Patil’s cats are in the basement, but a very large bee remains ensconced in his bonnet. Patil’s parents are frantic; he won’t budge without his beloved cats. Kaagaz bhi dikhayenge: the cats have the requisite papers; they were purchased right and proper from the Kyiv Zoo. That’s where the exotic mating of an Old World leopard and South American jaguar that yielded what Patil calls his male jaguar seems to have taken place. These Ukrainians have a thing for mix and match.

As of now Patil and his pussycats are sitting pretty with enough meat to go around and there’s probably room to swing both cats. Patil doesn’t want to venture out much, for curiosity is a killer.

But that could change. It could soon be raining bullets and bombs in Severodonetsk, and Patil and Co. could find themselves walking on some really hot bricks.

That brings us to Tadka No. 2. Meet Sainikesh Ravichandran, the newest addition to the Ukrainian forces battling the big, bad Russian army, the Coimbatore Grinder on the Western side of the conflict.

Sainikesh has turned this whole Ukraine technical education thing on its head. Way back, when Sainikesh was home, he was rejected by the Indian Army.  Now, years later, he is at the National Aerospace University in Kyiv, and was to graduate in July.

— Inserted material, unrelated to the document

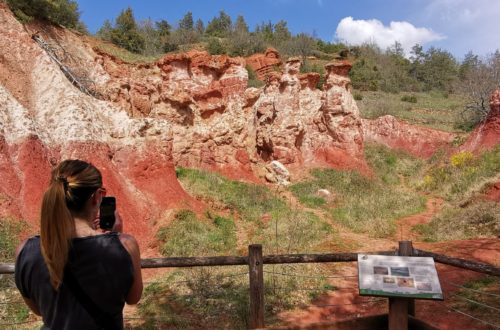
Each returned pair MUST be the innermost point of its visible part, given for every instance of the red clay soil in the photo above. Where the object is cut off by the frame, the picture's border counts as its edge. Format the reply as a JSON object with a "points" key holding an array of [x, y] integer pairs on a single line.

No more, for Sainikesh’s josh that the Indian Army missed by thousands of airmiles is now Ukraine’s gain. Sainikesh has signed up to fight, and has even told his parents about it. He’s in the fight now, probably the first soldier of fortune from India in many hundred years, or at least the first to fight for a totally unrelated cause.

Recruiters out there could be getting ideas, and if they decide to reap the rejected part of our demographic dividend, Sainikesh could become an icon for a generation.

Imagine Sainikesh and Patil meeting on a raging battlefield. They’re on opposite sides, and while Sainikesh has unguided josh, Patil has his adopted cats. They call a truce over some curd-rice, and Patil switches sides, in time for a great Ukrainian underdog- or undercat-  victory.

Someone call Hollywood. Black Hawk Down won’t have diddly-squat on Black Cat Up.

Don’t take this too seriously. You might get offended.